The festival rehearses and first performs Saturday, April 13, followed by a matinée performance the next day at 2. The shows are hosted by Capital Playhouse, which just closed Oliver! and soon starts work on Legally Blonde: The Musical. The Double Shot Festival has been produced in Tacoma and points north since 2007. "We've been schlepping up I-5 for years," says Bryan Willis, playwright-in-residence of the Northwest Playwrights Alliance. His work includes pieces on BBC Radio and NPR. "We figured it was time to produce Double Shot in Olympia." It's part of an ongoing effort to foster new playwrights in the South Sound and to unite members of various companies in a fast-paced, collaborative enterprise. Willis organizes the festival by, as he says, "stomping out various production fires. In truth," he says, "it's a gloriously fun weekend."
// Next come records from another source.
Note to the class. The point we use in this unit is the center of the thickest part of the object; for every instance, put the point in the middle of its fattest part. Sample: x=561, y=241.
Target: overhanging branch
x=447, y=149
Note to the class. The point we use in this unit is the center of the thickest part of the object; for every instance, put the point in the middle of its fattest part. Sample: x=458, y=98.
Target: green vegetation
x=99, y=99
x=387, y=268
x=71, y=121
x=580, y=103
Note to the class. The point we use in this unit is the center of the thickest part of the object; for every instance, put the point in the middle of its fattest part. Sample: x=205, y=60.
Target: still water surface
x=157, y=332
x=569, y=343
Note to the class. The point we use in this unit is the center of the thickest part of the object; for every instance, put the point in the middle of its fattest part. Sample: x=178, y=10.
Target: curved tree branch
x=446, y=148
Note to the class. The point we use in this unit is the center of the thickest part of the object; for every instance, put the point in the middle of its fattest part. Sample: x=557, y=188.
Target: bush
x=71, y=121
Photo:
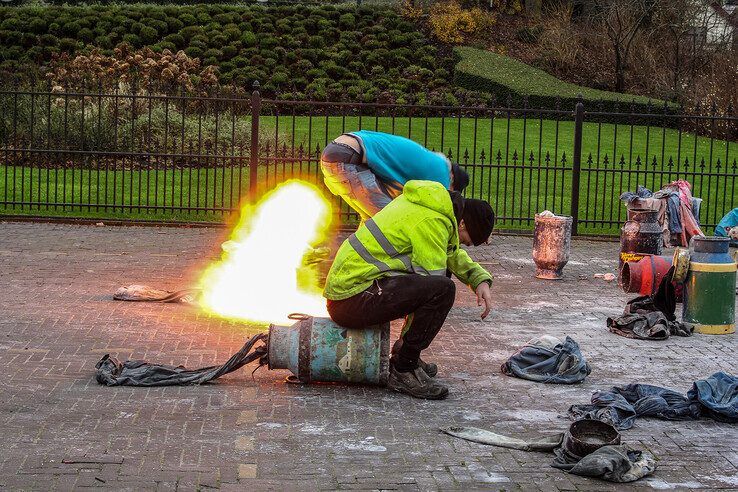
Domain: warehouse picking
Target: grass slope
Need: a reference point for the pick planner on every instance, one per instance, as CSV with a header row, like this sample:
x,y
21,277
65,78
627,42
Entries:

"I've been waiting a long time for one of these. It's going to be great," says playwright Andrew Gordon. He'll pen one of six plays in the program, between recording sessions for his audio adaptation of Wind in the Willows, the live version of which premiered at Olympia Family Theater last fall. The other writers are Dan Erickson, Michael Kula, John Longenbaugh, Milo Mowery and Eva Suter.

More than 50 local actors and directors are taking part in the festival, including Timberland High drama guru Brenda Amburgy, Kathy Dorgan of Olympia High, Tim Hoban (Someone Who'll Watch Over Me), Kim and Russ Holm (Goodnight Moon), Elizabeth Lord (Reefer Madness), Mark Peterson (Titus Andronicus), Deane Shellman (Goodnight Moon) and Brian Tyrrell (Fiction). New offerings include not only the six short plays but also a song from Terry Shaw; three poems by Joanne Clarkson, Patty Kinney and Sarah Moses-Winyard; and a sketch by Muh Grog Zoo Improv Ensemble of Tacoma.

The festival uses minimal staging, but tickets are cheap and the cast is sure to be great. "It's a lot of fun," says Hoban, veteran of several Double Shot Festivals in Tacoma, "and some of the work is unbelievably good." When asked how he manages to get all his lines learned in only a few short hours, Hoban replies, "Lots of coffee."